Wiley Author Wins Nobel Prize

Wiley author Claude Cohen-Tannoudji, together with two other scientists, received the 1997 Nobel prize for physics in October. The physics prize was awarded to 64-year-old Cohen-Tannoudji of France, along with Americans Steven Chu and William Phillips, for their newly developed methods of using lasers to cool and trap gas atoms.

Between 1988 and 1995, Dr. Cohen-Tannoudji and a team of researchers at the Ecole Normale Superieure in Paris, conducted experiments which were based on the earlier findings of Chu and Phillips. Dr. Cohen-Tannoudji and his colleagues were able to reduce the speed of atoms by lowering the temperature of atoms in a vacuum to one-millionth of a degree above absolute zero. At this nearly freezing temperature, atomic movement drops to less than one mile per hour, from as much as 2,500 miles per hour at room temperature. The laser light used to cool the atoms acts as a thick liquid, known as "optical molasses," which slows down atoms to speeds at which they can be studied.

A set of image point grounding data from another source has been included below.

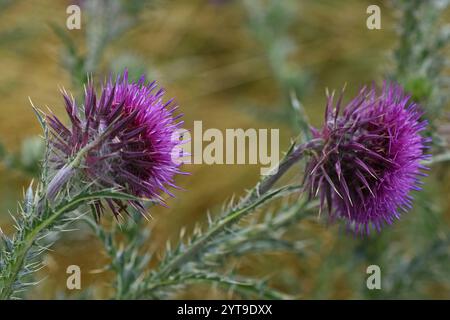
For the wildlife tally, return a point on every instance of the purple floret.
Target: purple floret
(135, 131)
(371, 160)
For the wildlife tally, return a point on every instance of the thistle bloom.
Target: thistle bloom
(371, 158)
(125, 138)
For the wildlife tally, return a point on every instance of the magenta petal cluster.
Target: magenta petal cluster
(371, 159)
(131, 130)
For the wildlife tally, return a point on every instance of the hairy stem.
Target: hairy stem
(259, 195)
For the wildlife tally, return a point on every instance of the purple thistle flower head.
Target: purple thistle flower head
(371, 158)
(129, 133)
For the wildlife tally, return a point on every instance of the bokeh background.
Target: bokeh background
(230, 64)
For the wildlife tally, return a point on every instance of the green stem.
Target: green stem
(259, 195)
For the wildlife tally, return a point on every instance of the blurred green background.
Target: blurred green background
(225, 69)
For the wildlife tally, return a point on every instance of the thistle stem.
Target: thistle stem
(259, 194)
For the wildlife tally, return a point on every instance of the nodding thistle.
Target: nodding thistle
(371, 159)
(121, 140)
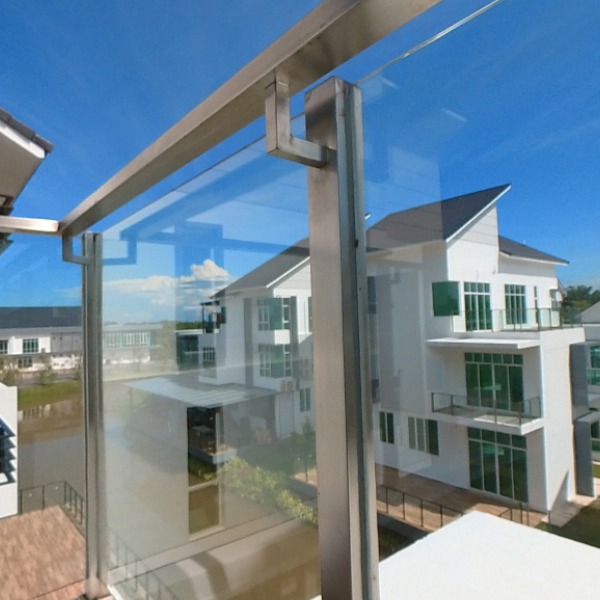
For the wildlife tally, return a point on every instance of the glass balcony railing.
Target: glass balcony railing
(593, 376)
(534, 319)
(499, 412)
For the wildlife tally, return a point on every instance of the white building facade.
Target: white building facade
(480, 397)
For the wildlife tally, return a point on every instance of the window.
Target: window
(371, 296)
(386, 427)
(209, 357)
(478, 312)
(595, 357)
(495, 380)
(30, 346)
(498, 463)
(305, 400)
(273, 313)
(514, 299)
(555, 299)
(6, 456)
(445, 296)
(275, 360)
(423, 435)
(24, 362)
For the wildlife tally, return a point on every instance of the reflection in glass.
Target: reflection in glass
(210, 431)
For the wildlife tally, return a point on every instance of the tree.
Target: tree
(580, 297)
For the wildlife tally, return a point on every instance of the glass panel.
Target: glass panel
(475, 465)
(520, 475)
(210, 442)
(42, 488)
(505, 471)
(501, 388)
(445, 298)
(465, 146)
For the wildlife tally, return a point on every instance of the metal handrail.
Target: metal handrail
(530, 408)
(439, 509)
(305, 52)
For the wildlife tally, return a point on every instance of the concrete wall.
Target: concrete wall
(558, 429)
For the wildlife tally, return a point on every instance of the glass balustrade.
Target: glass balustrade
(42, 506)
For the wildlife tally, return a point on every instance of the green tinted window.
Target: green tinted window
(446, 298)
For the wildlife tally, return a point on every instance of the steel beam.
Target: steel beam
(96, 531)
(345, 463)
(26, 225)
(334, 32)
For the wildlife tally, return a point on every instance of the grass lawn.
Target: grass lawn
(38, 395)
(585, 527)
(284, 456)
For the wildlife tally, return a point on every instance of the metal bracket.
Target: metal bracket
(69, 255)
(280, 141)
(27, 225)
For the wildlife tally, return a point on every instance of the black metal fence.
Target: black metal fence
(414, 510)
(61, 494)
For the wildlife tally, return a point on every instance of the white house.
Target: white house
(480, 397)
(21, 153)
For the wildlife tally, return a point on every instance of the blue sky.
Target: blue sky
(512, 97)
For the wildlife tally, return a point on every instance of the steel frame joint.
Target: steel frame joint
(280, 141)
(68, 253)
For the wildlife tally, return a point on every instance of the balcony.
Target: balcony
(525, 415)
(535, 319)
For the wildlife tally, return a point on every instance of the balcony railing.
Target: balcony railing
(593, 376)
(500, 412)
(535, 319)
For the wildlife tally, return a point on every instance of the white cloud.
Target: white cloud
(208, 270)
(141, 285)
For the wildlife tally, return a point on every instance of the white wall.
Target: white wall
(9, 499)
(558, 427)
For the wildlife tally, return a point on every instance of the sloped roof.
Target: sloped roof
(512, 248)
(270, 270)
(39, 317)
(432, 222)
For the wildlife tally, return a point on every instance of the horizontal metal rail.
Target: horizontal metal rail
(334, 32)
(428, 515)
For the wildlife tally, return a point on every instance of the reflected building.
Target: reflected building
(481, 395)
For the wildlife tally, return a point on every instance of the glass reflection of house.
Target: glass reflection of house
(473, 405)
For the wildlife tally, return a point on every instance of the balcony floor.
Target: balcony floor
(42, 556)
(480, 415)
(452, 497)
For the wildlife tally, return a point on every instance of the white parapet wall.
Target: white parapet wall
(9, 488)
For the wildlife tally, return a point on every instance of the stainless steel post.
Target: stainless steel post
(95, 525)
(346, 468)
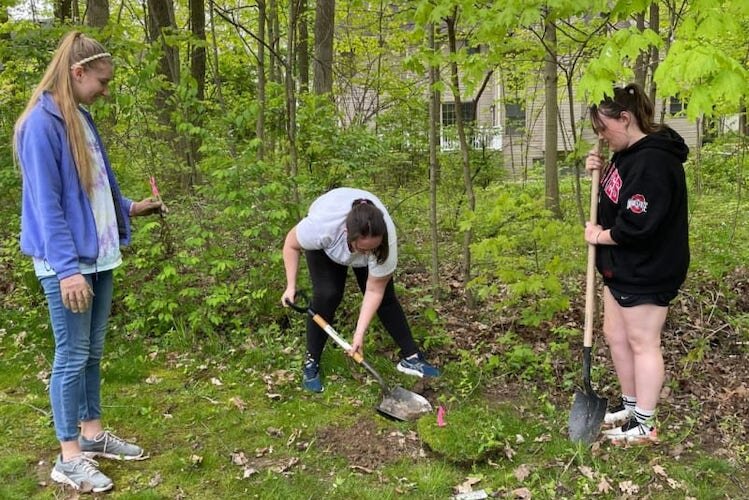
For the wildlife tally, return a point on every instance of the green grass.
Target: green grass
(172, 403)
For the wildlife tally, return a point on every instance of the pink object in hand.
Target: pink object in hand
(154, 188)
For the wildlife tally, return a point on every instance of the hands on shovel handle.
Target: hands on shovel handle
(588, 409)
(326, 327)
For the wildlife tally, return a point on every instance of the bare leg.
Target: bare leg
(614, 327)
(644, 324)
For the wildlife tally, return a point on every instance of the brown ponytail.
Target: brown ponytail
(365, 220)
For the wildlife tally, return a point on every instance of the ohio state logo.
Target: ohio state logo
(637, 204)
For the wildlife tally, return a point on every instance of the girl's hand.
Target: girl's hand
(357, 345)
(76, 293)
(594, 161)
(147, 206)
(288, 295)
(593, 233)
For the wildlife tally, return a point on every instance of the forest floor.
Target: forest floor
(235, 424)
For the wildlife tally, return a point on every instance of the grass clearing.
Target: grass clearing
(238, 425)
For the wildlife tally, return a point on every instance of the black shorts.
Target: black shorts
(662, 299)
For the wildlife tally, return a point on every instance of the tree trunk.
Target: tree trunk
(303, 47)
(197, 71)
(291, 95)
(274, 74)
(62, 10)
(550, 144)
(323, 62)
(161, 21)
(97, 13)
(434, 166)
(260, 121)
(217, 79)
(465, 159)
(197, 60)
(654, 56)
(641, 65)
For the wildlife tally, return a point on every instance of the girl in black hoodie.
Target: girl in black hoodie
(642, 249)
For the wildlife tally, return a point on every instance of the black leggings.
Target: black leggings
(328, 282)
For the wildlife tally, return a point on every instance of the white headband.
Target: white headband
(91, 58)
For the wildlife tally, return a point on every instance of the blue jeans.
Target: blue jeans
(79, 343)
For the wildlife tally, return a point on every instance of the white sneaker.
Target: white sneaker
(82, 474)
(632, 432)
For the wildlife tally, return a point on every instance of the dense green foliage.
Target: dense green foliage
(197, 297)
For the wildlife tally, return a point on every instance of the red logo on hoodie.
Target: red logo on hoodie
(637, 204)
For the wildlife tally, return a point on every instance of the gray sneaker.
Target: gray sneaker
(82, 473)
(107, 445)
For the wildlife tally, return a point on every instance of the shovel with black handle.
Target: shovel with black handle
(397, 402)
(588, 409)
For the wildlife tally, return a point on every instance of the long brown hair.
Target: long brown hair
(630, 98)
(75, 48)
(366, 220)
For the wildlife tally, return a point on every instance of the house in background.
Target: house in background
(516, 126)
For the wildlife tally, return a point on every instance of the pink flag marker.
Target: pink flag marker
(154, 188)
(441, 416)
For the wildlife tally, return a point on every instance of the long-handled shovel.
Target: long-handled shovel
(397, 402)
(588, 409)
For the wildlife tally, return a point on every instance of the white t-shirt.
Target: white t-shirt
(324, 228)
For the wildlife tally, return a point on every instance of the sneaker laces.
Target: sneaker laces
(89, 465)
(108, 437)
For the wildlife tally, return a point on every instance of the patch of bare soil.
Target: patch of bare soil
(367, 446)
(705, 399)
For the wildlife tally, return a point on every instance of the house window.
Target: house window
(448, 113)
(514, 118)
(676, 105)
(473, 49)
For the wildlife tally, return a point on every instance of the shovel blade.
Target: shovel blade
(586, 417)
(402, 404)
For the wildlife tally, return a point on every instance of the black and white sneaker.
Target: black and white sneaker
(632, 432)
(617, 415)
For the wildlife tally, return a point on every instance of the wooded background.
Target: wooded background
(246, 111)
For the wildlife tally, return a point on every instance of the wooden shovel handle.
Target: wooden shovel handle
(590, 276)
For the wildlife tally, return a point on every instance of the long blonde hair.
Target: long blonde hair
(75, 48)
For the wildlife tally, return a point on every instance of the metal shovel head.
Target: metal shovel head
(586, 416)
(402, 404)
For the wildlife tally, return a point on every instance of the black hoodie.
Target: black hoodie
(643, 200)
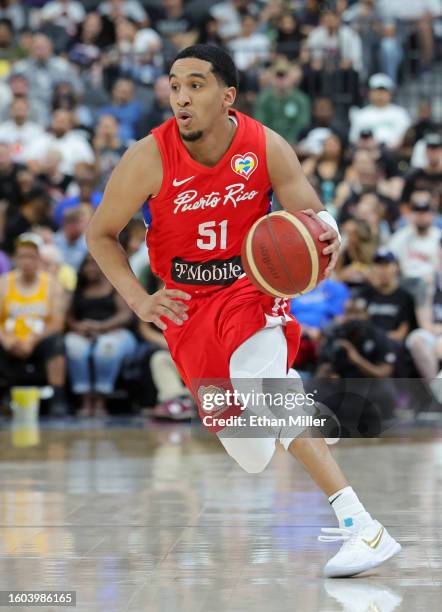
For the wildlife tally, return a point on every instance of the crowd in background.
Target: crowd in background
(81, 81)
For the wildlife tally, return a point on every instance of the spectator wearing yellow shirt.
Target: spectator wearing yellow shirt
(32, 318)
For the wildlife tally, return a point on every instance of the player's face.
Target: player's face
(384, 273)
(197, 97)
(27, 260)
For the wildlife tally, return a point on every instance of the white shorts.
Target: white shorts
(263, 355)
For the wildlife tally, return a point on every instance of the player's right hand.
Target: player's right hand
(165, 303)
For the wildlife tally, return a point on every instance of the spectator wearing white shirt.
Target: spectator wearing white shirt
(130, 9)
(43, 70)
(388, 122)
(67, 14)
(19, 132)
(416, 246)
(414, 16)
(334, 42)
(228, 15)
(73, 147)
(251, 48)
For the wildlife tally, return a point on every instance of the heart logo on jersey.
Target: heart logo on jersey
(244, 165)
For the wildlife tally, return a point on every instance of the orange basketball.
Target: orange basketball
(282, 254)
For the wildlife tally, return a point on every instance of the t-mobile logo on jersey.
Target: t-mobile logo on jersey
(233, 194)
(213, 272)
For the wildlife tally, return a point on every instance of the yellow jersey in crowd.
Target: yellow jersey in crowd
(22, 314)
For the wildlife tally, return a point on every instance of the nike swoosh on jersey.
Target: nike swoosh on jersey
(177, 183)
(375, 541)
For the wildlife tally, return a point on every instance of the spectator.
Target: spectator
(19, 132)
(134, 55)
(251, 48)
(133, 237)
(173, 398)
(43, 70)
(429, 176)
(126, 110)
(72, 146)
(10, 52)
(414, 17)
(310, 16)
(32, 319)
(387, 121)
(87, 192)
(34, 209)
(97, 321)
(160, 109)
(89, 42)
(288, 36)
(323, 124)
(424, 124)
(52, 263)
(416, 246)
(5, 263)
(353, 267)
(363, 175)
(70, 238)
(359, 357)
(51, 177)
(389, 306)
(129, 9)
(425, 343)
(315, 311)
(228, 14)
(370, 209)
(18, 87)
(9, 187)
(363, 18)
(283, 107)
(334, 43)
(108, 147)
(355, 348)
(67, 14)
(328, 170)
(391, 52)
(208, 33)
(15, 13)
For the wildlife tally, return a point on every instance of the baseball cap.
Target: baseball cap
(433, 140)
(29, 239)
(422, 206)
(281, 66)
(384, 256)
(381, 81)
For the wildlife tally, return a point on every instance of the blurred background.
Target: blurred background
(356, 89)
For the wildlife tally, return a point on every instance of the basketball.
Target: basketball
(282, 254)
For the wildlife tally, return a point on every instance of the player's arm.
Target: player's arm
(295, 193)
(137, 177)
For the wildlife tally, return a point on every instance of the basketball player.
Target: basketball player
(206, 175)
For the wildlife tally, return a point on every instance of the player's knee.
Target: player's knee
(255, 466)
(252, 454)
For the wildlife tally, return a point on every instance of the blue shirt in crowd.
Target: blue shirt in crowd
(67, 203)
(319, 307)
(127, 116)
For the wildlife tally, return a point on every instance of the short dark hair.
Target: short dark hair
(223, 65)
(36, 193)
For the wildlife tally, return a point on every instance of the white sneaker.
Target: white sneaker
(362, 595)
(362, 550)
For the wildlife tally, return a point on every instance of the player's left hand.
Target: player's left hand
(329, 236)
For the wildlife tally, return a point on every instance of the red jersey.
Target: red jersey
(198, 220)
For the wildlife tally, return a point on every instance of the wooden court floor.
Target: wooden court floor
(155, 518)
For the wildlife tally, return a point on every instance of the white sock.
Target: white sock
(348, 509)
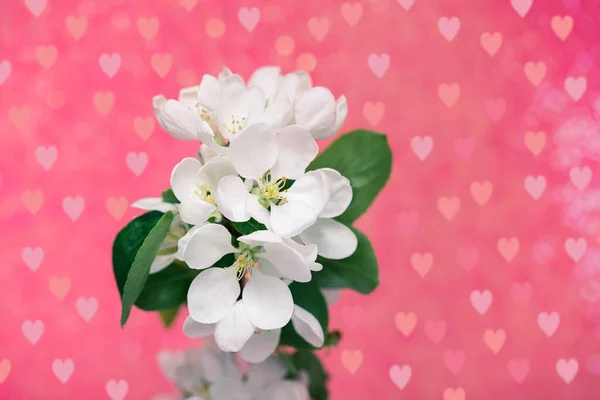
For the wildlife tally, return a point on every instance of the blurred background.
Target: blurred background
(487, 233)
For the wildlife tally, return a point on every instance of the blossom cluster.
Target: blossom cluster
(253, 169)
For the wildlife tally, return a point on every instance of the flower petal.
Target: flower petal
(195, 211)
(234, 330)
(334, 240)
(207, 246)
(215, 169)
(341, 194)
(258, 238)
(254, 151)
(291, 218)
(194, 330)
(184, 179)
(212, 294)
(313, 189)
(208, 92)
(180, 121)
(308, 327)
(260, 346)
(160, 263)
(267, 79)
(187, 96)
(231, 199)
(268, 301)
(154, 204)
(288, 261)
(297, 148)
(316, 111)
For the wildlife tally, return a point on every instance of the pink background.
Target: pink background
(486, 233)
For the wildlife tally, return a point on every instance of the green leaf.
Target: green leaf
(365, 158)
(169, 316)
(308, 361)
(138, 273)
(169, 197)
(246, 228)
(308, 296)
(358, 272)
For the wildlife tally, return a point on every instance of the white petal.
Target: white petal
(297, 148)
(257, 211)
(234, 330)
(215, 169)
(231, 199)
(180, 121)
(341, 194)
(154, 204)
(287, 390)
(195, 211)
(341, 113)
(334, 240)
(160, 263)
(291, 218)
(194, 330)
(208, 92)
(184, 179)
(207, 246)
(313, 189)
(268, 301)
(260, 346)
(187, 96)
(254, 151)
(260, 375)
(308, 327)
(289, 262)
(229, 389)
(258, 238)
(212, 294)
(267, 79)
(316, 111)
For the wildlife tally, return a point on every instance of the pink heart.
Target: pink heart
(421, 146)
(137, 162)
(567, 369)
(46, 156)
(32, 330)
(86, 307)
(73, 206)
(63, 369)
(548, 323)
(117, 390)
(249, 18)
(449, 27)
(518, 369)
(481, 300)
(110, 64)
(5, 68)
(379, 64)
(576, 248)
(522, 7)
(32, 257)
(36, 6)
(400, 375)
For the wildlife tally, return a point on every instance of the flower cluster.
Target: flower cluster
(252, 170)
(209, 374)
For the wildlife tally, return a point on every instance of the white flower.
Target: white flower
(267, 159)
(250, 325)
(168, 250)
(314, 108)
(195, 185)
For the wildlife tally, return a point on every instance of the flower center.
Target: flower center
(204, 191)
(272, 190)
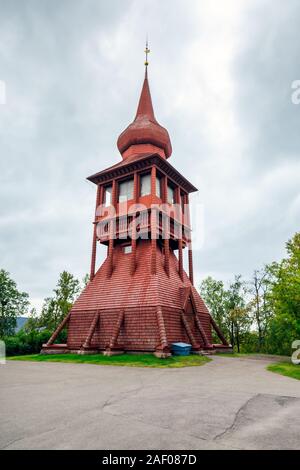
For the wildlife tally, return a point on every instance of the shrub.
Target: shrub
(29, 343)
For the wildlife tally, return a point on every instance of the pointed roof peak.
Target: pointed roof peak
(145, 129)
(145, 106)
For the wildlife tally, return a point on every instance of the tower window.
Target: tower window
(145, 184)
(158, 187)
(126, 190)
(171, 194)
(107, 196)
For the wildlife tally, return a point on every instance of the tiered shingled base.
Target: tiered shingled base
(138, 311)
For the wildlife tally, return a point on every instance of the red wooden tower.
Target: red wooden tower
(141, 298)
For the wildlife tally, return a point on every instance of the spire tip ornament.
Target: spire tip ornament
(147, 51)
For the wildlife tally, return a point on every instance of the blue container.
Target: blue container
(181, 349)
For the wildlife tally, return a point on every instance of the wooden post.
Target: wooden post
(153, 240)
(135, 187)
(180, 259)
(58, 330)
(111, 229)
(92, 328)
(167, 255)
(190, 255)
(99, 198)
(165, 189)
(153, 183)
(133, 245)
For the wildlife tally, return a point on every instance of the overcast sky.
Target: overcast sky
(220, 77)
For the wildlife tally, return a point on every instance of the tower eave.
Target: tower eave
(139, 162)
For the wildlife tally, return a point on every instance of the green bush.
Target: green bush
(29, 343)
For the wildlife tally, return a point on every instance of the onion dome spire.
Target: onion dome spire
(145, 134)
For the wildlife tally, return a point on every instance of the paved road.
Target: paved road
(230, 403)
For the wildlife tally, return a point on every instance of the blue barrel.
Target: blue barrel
(181, 349)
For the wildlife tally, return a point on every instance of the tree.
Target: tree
(57, 307)
(214, 296)
(13, 303)
(284, 297)
(261, 310)
(237, 311)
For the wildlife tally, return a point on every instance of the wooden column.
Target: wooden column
(165, 189)
(99, 198)
(112, 230)
(135, 187)
(180, 259)
(153, 183)
(58, 330)
(133, 225)
(190, 250)
(153, 240)
(133, 245)
(190, 256)
(167, 255)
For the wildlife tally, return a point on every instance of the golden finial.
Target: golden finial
(147, 51)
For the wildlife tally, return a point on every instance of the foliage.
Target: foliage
(264, 314)
(28, 343)
(130, 360)
(13, 303)
(228, 307)
(57, 307)
(286, 368)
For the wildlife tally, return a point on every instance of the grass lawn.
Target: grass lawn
(129, 360)
(286, 368)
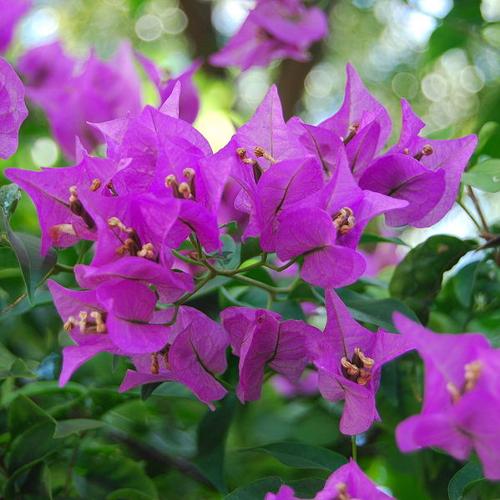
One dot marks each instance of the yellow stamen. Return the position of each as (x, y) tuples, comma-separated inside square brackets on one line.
[(95, 184)]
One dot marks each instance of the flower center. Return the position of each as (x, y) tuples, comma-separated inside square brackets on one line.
[(358, 369), (344, 220), (130, 241), (425, 151), (256, 168), (342, 493), (185, 189), (260, 152), (155, 360), (472, 372), (352, 131), (95, 322), (77, 208)]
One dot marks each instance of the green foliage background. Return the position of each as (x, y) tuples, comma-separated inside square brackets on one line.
[(88, 441)]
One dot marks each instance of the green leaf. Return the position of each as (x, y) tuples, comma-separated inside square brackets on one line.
[(212, 434), (23, 414), (65, 428), (484, 176), (34, 443), (148, 389), (255, 490), (9, 198), (307, 488), (417, 279), (485, 134), (128, 494), (370, 238), (289, 309), (376, 311), (464, 282), (49, 367), (230, 256), (35, 267), (303, 456), (102, 470), (468, 474)]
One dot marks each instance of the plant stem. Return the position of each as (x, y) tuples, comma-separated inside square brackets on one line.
[(62, 268), (469, 213), (268, 288), (354, 448), (279, 269), (479, 209)]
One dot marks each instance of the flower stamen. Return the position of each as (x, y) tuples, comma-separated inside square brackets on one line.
[(358, 369), (77, 208), (344, 220), (425, 151), (353, 130), (260, 152), (95, 184), (256, 168)]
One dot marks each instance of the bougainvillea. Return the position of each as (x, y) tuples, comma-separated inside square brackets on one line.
[(159, 218)]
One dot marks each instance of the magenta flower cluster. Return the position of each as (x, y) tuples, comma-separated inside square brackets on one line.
[(154, 207)]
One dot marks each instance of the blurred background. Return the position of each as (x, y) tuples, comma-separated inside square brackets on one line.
[(443, 56), (440, 55)]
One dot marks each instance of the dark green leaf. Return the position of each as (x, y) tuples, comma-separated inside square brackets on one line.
[(417, 279), (484, 176), (148, 389), (212, 434), (65, 428), (306, 488), (255, 490), (23, 414), (230, 255), (289, 309), (128, 494), (376, 311), (303, 456), (35, 267), (469, 473), (485, 134), (102, 470), (34, 443), (49, 367), (464, 282)]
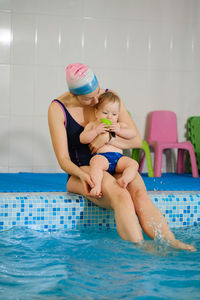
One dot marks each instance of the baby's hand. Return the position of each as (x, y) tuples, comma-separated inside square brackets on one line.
[(101, 128), (114, 127)]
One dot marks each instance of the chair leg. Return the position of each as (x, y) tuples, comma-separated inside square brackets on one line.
[(180, 161), (157, 162), (195, 173), (145, 147), (142, 162)]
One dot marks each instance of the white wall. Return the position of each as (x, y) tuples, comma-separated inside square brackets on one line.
[(147, 50)]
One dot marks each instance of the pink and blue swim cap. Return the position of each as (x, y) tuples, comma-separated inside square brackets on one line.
[(81, 79)]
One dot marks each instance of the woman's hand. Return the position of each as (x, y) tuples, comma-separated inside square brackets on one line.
[(101, 128), (99, 142), (87, 182), (114, 127)]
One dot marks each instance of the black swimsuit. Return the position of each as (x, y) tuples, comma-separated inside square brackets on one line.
[(80, 154)]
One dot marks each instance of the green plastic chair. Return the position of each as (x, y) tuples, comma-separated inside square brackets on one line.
[(136, 156)]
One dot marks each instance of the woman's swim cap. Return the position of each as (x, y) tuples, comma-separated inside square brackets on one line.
[(81, 79)]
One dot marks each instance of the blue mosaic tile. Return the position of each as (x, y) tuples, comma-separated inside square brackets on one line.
[(53, 211)]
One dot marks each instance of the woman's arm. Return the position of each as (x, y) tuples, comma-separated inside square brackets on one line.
[(60, 143)]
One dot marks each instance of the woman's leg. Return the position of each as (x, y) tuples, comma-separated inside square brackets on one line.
[(98, 164), (150, 218), (116, 198), (128, 167)]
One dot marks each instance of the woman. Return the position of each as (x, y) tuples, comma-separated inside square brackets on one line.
[(70, 113)]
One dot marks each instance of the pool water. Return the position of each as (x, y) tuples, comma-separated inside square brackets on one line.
[(96, 265)]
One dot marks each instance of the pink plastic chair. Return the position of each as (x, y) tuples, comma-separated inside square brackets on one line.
[(162, 134)]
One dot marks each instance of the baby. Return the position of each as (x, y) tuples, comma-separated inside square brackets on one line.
[(109, 157)]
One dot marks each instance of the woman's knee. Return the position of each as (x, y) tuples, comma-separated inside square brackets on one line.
[(116, 195)]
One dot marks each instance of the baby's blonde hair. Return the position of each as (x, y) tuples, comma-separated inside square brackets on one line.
[(107, 97)]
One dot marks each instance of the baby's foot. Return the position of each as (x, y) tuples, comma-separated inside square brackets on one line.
[(180, 245), (95, 192), (122, 182)]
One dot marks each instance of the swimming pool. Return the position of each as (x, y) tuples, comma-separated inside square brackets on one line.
[(93, 264), (61, 246)]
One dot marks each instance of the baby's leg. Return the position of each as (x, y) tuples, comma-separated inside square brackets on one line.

Increased understanding of atomic movement may result in the development of highly accurate atomic clocks which can be used for navigational purposes on earth and in space. Dr. Cohen-Tannoudji's research has already lead to important findings, such as the discovery of a new form of matter, the Bose-Einstein condensate, which Albert Einstein theorized, but never proved the existence of, more than 70 years ago.

Dr. Cohen-Tannoudji's extensive research is chronicled in Wiley books, including Atom-Photon Interactions: Basic Processes and Applications, Photons and Atoms: Introduction to Quantum Electrodynamics, and Quantum Mechanics, Volumes One and Two.

Born in Algeria, Dr. Cohen-Tannoudji received his Ph.D. in 1962 from the Ecole Normale Superieure in Paris. He is currently a professor at the College de France and the Ecole Normale Superieure.